Я не сразу осознаю, сколько времени я так пролежал. Вначале мне кажется, что часа три, потом чудится, что минимум четыре. Вынув мобильник, я понимаю, что нахожусь здесь уже пять часов. Надо бы и в путь собираться – до остановки не так уж близко. Отряхнувшись, я несколько секунд смотрю на то место, где только что лежал. И потом, отчасти не желая портить местную природу, отчасти из-за стремления сохранить эти измятые страницы как частичку Глафиры – почему-то мне кажется, что в следующий раз вернусь сюда не скоро, – я сворачиваю газетные листы и заталкиваю их во внешнее отделение сумки. В последний раз оглядываюсь на озеро. Пора!…
…Уже видя метрах в двухстах впереди меня горстку людей, собравшихся в ожидании автобуса, я ускоряю шаг и нагоняю одиноко вышагивающую бабку с клюкой. Я машинально оборачиваюсь и замечаю, как эта сухощавая старуха с белым платком на голове и незапоминающимися чертами лица внимательно смотрит на меня цепким взглядом. Таким, как, по моим представлениям, оценивают своих предполагаемых жертв обладающие даром гипноза цыганки.
– Вот, сынок! – скрипит она своим голосом, как ключ в ржавом замке. – Бог-то все видит! Поэтому ты и пришел сюда!
Так, думаю – всё ясно: типичная чокнутая. Я больше не смотрю назад и увеличиваю темп, но слышу слова, несущиеся мне вслед:
– Убери гордыню, сынок! Это самый страшный грех! Смирись, и тогда всё у тебя будет хорошо!
Эх, думаю я, идиотка ты старая! Возможно, мне действительно пора остепениться или вообще сменить профессию. Но главное не в этом, а в том, что ты прожила, наверное, целую жизнь с ценностями, которые по большей своей части ни хрена не стоят. Ты бы знала, что, если б все были такими смиренными, как того требует твоя дебильная вера, то я бы никогда не съездил ни в Перу, ни в Италию, ни в Камбоджу, а только дрожал, как последняя тварь, живущая на государственное подаяние, как наверняка дрожишь ты, ожидая прихода смерти. И именно потому, что некоторые из подчиненных мне деток не были смиренными, я сейчас здесь, не знающий, куда податься и что делать дальше. Да, последние четыре года я жил не самой нравственной жизнью. Я мздоимствовал; растлевал тех, кто и сам растлеваться был не прочь, но эти четыре года были по-своему самыми счастливыми в моей жизни. Если бы ты была существом мужского пола моего возраста, совсем не факт, что ты бы на моем месте делала иначе. И даже если б ты сейчас, будучи уже дряхлой бабкой, работала вместе со мной и брала со студентов бабки, я бы тебе ни слова не сказал, потому что ты заслужила право на обеспеченную старость. А вместо всего этого ты бредешь одна по дороге и порешь всякую чушь. Но не исключено, что я зря тебя сейчас крою, на чем свет стоит.
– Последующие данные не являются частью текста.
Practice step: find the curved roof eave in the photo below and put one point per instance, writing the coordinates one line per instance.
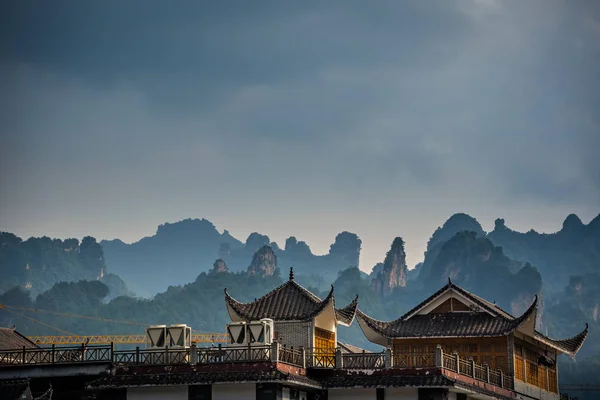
(345, 316)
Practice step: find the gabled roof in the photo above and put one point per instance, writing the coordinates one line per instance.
(451, 324)
(482, 303)
(288, 302)
(10, 339)
(486, 320)
(570, 346)
(351, 349)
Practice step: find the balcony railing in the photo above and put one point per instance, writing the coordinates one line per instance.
(56, 355)
(363, 361)
(300, 357)
(483, 373)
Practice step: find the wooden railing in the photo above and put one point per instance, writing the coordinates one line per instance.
(320, 358)
(289, 355)
(453, 362)
(233, 354)
(303, 357)
(363, 361)
(413, 360)
(56, 355)
(151, 356)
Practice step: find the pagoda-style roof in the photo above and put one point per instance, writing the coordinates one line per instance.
(475, 317)
(570, 346)
(289, 302)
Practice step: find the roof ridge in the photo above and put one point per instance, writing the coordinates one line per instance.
(569, 348)
(521, 320)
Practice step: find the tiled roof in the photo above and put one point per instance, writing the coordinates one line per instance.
(570, 346)
(10, 339)
(14, 390)
(451, 324)
(194, 378)
(486, 305)
(349, 348)
(289, 302)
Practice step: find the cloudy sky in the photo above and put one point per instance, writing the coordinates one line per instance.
(298, 118)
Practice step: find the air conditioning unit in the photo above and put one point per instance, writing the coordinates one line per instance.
(179, 336)
(174, 336)
(236, 333)
(260, 333)
(156, 336)
(253, 333)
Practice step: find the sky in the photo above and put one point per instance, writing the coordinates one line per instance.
(307, 118)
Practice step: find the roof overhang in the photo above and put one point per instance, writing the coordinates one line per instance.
(372, 335)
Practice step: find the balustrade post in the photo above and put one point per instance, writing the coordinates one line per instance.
(339, 362)
(274, 351)
(303, 356)
(194, 354)
(389, 359)
(439, 356)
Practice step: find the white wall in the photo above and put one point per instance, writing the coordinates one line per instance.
(158, 393)
(242, 391)
(352, 394)
(401, 394)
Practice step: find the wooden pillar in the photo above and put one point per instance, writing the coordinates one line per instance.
(339, 361)
(439, 356)
(457, 360)
(303, 356)
(194, 354)
(274, 351)
(389, 358)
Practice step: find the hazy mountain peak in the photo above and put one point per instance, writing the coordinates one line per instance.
(347, 246)
(458, 222)
(186, 226)
(256, 241)
(572, 222)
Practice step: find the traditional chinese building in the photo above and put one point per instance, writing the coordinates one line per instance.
(301, 319)
(476, 330)
(453, 346)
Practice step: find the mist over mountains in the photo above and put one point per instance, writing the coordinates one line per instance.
(178, 252)
(183, 268)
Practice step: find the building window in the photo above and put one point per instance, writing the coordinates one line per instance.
(519, 368)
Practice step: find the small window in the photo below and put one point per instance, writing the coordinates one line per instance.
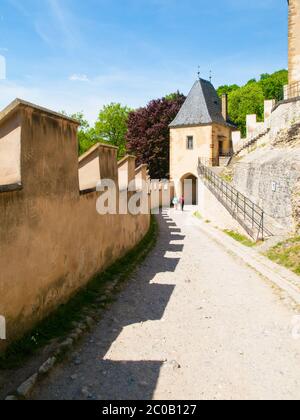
(190, 143)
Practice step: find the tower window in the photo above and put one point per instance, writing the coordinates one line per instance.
(190, 143)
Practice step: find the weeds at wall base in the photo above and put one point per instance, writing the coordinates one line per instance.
(86, 301)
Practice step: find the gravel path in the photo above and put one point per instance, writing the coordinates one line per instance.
(195, 322)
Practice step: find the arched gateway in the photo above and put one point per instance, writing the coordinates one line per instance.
(189, 189)
(201, 129)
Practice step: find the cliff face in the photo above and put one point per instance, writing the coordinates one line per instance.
(270, 176)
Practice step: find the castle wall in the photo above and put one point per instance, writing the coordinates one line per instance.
(294, 41)
(52, 240)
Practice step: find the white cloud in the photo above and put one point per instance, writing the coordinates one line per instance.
(79, 78)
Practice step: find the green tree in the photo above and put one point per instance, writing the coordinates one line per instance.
(112, 124)
(226, 89)
(248, 99)
(272, 85)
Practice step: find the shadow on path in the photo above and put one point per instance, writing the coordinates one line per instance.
(142, 300)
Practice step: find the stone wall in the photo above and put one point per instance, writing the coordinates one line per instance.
(294, 41)
(52, 240)
(269, 177)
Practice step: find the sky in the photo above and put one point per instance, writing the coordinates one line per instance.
(76, 55)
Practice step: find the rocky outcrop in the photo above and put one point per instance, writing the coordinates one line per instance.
(296, 207)
(270, 176)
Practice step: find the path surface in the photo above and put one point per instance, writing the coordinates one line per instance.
(194, 323)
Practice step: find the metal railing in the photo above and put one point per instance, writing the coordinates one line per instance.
(252, 139)
(249, 215)
(292, 91)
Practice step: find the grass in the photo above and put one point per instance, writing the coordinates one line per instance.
(60, 323)
(287, 254)
(240, 238)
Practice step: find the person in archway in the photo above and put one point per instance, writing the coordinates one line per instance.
(182, 202)
(175, 203)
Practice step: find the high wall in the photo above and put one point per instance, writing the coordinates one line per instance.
(294, 41)
(52, 240)
(270, 177)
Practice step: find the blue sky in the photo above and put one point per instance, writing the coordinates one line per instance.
(78, 55)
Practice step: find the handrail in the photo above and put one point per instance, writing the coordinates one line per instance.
(252, 139)
(245, 211)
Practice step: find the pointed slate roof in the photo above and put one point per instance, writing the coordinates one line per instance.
(202, 106)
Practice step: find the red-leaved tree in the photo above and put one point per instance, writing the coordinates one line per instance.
(148, 136)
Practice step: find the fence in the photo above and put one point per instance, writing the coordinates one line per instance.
(246, 212)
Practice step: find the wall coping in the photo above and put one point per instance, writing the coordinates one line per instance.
(96, 146)
(286, 101)
(17, 103)
(11, 187)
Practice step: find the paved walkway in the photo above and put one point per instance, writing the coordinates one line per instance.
(195, 322)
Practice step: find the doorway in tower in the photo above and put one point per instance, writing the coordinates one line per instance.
(189, 188)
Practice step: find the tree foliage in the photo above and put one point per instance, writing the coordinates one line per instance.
(111, 126)
(86, 134)
(249, 99)
(148, 133)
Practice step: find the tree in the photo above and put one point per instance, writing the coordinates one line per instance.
(111, 126)
(272, 85)
(226, 89)
(86, 134)
(249, 99)
(148, 133)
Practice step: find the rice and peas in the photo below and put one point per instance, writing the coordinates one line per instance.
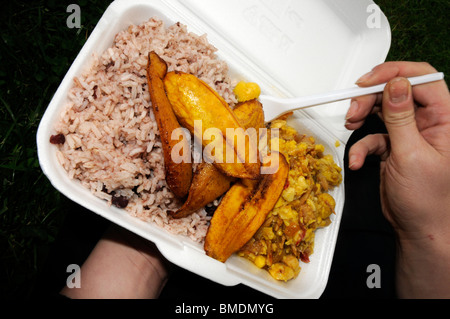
(107, 135)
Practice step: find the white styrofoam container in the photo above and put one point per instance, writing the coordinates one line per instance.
(290, 48)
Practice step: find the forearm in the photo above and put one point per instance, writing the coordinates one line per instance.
(423, 268)
(122, 265)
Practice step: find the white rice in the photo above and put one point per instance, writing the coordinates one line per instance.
(112, 140)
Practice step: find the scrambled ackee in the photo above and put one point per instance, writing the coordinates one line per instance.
(288, 232)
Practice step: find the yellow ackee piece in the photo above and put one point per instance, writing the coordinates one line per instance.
(246, 91)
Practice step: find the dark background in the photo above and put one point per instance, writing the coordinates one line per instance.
(40, 230)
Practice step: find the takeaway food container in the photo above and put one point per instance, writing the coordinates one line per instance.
(290, 48)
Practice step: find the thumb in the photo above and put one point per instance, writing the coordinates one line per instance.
(399, 115)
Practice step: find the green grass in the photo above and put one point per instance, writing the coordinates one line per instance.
(36, 50)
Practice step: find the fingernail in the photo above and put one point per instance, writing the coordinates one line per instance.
(398, 90)
(353, 109)
(364, 78)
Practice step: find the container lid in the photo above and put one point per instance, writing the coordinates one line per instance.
(287, 44)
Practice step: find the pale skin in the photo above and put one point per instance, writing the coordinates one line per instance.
(121, 266)
(415, 172)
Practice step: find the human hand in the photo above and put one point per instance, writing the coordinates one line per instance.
(415, 154)
(121, 266)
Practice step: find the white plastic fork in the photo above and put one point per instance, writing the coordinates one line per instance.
(275, 107)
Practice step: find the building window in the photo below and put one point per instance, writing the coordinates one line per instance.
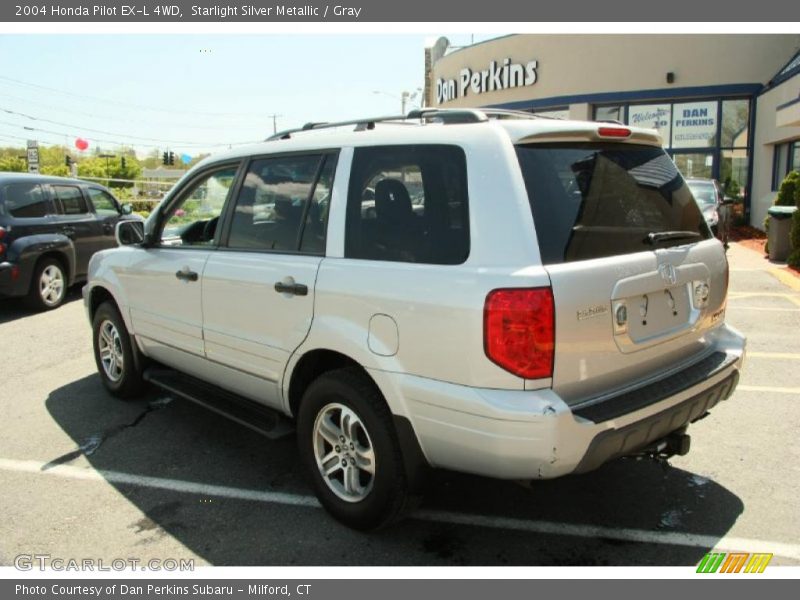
(786, 158)
(652, 116)
(552, 113)
(694, 124)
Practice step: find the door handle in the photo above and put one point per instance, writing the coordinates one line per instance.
(186, 275)
(294, 289)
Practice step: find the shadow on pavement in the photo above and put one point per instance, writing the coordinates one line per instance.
(174, 439)
(12, 309)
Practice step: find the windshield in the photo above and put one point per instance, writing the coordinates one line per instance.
(592, 200)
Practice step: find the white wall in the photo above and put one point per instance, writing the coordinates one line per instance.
(766, 136)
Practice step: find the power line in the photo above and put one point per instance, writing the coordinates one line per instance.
(117, 141)
(89, 129)
(116, 102)
(117, 117)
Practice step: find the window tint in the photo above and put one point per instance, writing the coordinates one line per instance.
(315, 229)
(103, 203)
(274, 200)
(409, 204)
(596, 200)
(26, 200)
(193, 220)
(71, 200)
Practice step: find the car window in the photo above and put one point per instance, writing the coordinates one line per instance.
(70, 199)
(192, 221)
(408, 204)
(104, 204)
(704, 193)
(26, 200)
(593, 200)
(273, 205)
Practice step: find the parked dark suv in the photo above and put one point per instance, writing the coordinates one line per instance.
(49, 229)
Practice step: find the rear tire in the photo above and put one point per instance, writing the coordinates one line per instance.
(350, 450)
(48, 285)
(119, 367)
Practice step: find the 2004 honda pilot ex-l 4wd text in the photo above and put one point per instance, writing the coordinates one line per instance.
(482, 291)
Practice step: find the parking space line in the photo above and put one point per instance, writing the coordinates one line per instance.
(786, 278)
(775, 355)
(725, 543)
(768, 388)
(762, 308)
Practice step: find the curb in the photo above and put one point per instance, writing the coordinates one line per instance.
(786, 277)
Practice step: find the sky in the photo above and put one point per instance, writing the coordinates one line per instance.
(194, 93)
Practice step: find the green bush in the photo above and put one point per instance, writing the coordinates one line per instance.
(794, 257)
(789, 192)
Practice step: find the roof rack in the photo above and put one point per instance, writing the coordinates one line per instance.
(441, 115)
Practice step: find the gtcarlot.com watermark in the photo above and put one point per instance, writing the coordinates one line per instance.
(42, 562)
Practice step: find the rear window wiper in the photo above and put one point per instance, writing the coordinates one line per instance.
(659, 236)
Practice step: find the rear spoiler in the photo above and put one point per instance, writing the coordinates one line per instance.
(596, 132)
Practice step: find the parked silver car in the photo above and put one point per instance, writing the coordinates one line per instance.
(553, 300)
(716, 207)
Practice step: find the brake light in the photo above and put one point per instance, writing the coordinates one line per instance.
(617, 132)
(519, 331)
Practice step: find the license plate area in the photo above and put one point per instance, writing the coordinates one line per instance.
(647, 310)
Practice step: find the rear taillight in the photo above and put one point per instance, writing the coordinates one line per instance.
(615, 132)
(519, 331)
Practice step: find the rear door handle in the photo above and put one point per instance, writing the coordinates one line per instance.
(186, 275)
(294, 289)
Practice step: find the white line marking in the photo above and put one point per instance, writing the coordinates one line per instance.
(767, 388)
(763, 308)
(176, 485)
(725, 543)
(623, 534)
(775, 355)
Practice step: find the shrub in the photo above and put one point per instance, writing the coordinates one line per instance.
(794, 236)
(789, 192)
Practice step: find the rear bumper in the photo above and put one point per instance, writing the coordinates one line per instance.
(535, 435)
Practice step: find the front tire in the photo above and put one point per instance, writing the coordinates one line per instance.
(350, 449)
(114, 353)
(48, 286)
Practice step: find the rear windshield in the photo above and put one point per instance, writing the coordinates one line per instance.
(594, 200)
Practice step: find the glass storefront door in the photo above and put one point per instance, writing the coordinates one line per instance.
(695, 164)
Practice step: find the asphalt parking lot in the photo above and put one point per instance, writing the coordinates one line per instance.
(88, 476)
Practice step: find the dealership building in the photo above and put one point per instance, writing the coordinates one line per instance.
(727, 106)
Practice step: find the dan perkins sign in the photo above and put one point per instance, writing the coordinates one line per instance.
(499, 76)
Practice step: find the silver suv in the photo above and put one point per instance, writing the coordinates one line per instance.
(482, 291)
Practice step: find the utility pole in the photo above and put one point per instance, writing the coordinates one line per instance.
(274, 123)
(108, 171)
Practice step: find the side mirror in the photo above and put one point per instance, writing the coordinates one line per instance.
(129, 233)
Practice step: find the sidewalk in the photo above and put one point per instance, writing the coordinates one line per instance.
(743, 259)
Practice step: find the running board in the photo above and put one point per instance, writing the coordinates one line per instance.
(259, 418)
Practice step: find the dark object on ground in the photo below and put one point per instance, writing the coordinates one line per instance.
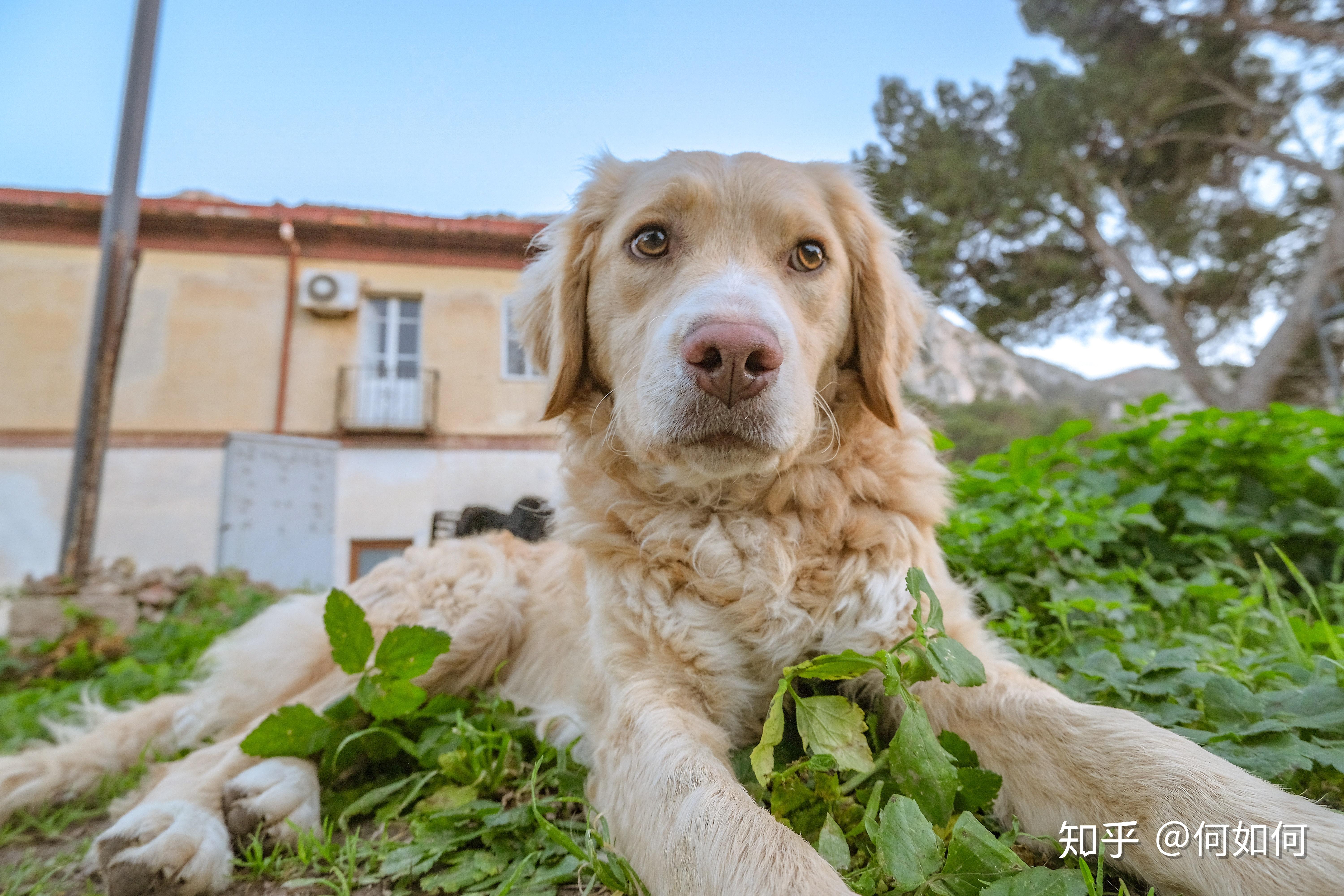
(528, 520)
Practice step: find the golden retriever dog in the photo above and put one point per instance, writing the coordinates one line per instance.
(743, 491)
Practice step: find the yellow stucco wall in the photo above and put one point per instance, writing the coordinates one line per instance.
(202, 345)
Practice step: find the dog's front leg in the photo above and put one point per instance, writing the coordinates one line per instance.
(1064, 762)
(663, 782)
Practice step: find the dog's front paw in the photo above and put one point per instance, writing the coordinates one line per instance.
(279, 796)
(174, 848)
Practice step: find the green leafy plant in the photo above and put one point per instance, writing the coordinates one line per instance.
(925, 838)
(478, 801)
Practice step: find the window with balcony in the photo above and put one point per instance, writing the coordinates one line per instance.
(518, 366)
(390, 390)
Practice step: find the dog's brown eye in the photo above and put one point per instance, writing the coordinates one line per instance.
(651, 242)
(807, 256)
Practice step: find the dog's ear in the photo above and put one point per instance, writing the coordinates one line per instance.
(550, 306)
(888, 310)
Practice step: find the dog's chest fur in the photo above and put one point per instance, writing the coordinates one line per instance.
(734, 585)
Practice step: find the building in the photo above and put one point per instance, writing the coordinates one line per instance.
(382, 334)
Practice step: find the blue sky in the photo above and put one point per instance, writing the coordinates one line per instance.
(456, 108)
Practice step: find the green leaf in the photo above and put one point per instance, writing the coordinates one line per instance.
(290, 731)
(408, 652)
(763, 757)
(870, 813)
(374, 799)
(908, 848)
(476, 867)
(447, 797)
(917, 584)
(921, 769)
(388, 698)
(963, 756)
(349, 632)
(975, 859)
(837, 667)
(976, 789)
(834, 726)
(952, 663)
(1040, 882)
(833, 844)
(1230, 704)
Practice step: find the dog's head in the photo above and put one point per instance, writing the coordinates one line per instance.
(713, 300)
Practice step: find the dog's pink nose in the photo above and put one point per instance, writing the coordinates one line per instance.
(732, 362)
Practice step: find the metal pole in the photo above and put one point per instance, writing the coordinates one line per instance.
(111, 302)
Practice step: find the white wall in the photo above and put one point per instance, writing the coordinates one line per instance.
(161, 507)
(393, 493)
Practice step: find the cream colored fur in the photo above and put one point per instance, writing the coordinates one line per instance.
(698, 551)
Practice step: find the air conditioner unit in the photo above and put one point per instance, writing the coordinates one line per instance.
(329, 293)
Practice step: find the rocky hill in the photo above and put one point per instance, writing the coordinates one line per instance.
(960, 367)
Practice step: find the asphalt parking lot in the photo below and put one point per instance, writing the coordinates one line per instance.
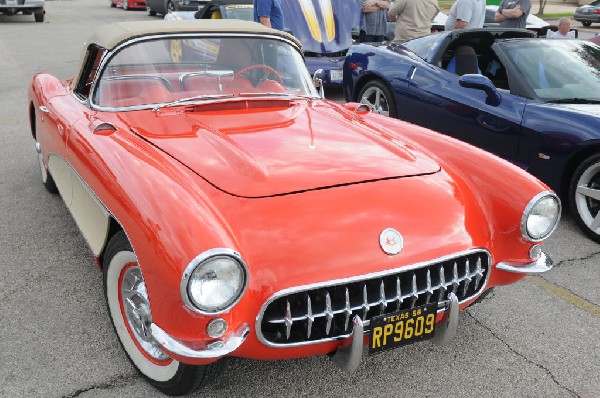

Быть может, что мы все – и я, и те, кто одной со мной профессиональной принадлежности, и даже ты, растерявшая последние мозги, – виноваты лишь в том, что живем в гнилое время. Время, когда надо или брать, что попадается под руку, или прямой, как эта трасса «Волго-Камск – Москва», дорогой сходить с ума от безысходности.
Я, наконец, добрел до остановки. На мое счастье, почти сразу же вдали раздается тарахтение приближающегося автобуса. Я оборачиваюсь, но пытаюсь обнаружить не столько его, сколько ковылявшую вслед за мной старуху. Однако ее нигде нет. Вероятно, свернула в лес поискать какие-нибудь целебные травы: бегающие по церквям бабули поголовно помешаны на народной медицине от «Малахова-Плюс». Один из приобретенных городскими властями красных «Драгонов», мэйд ин Чайна, приближается всё ближе. Останавливается напротив места, где я стою; открывает пасть, заглатывает порцию человеческого мяса и голосом бухой кондукторши спрашивает меня:
– Ты едешь?
Я киваю, ставлю ногу на лестницу и, перед тем, как заскочить, последний раз смотрю назад. Старуха так и не появилась.
ВМЕСТО ЭПИЛОГА
Я не знаю, убьют, изувечат ли меня – лет через пять, когда всё забудется и окончательно стихнет. Скорее всего, так. Но одно я знаю точно. Если вы собираетесь стать вторым Бэконом-Шекспиром и оставить свой след на полях литературы, граните науки и ниве коррупции одновременно, то место преподавателя вуза для этого – лучший полигон. А кому из нас, признайтесь, однажды не хотелось почувствовать себя Шекспиром? Да?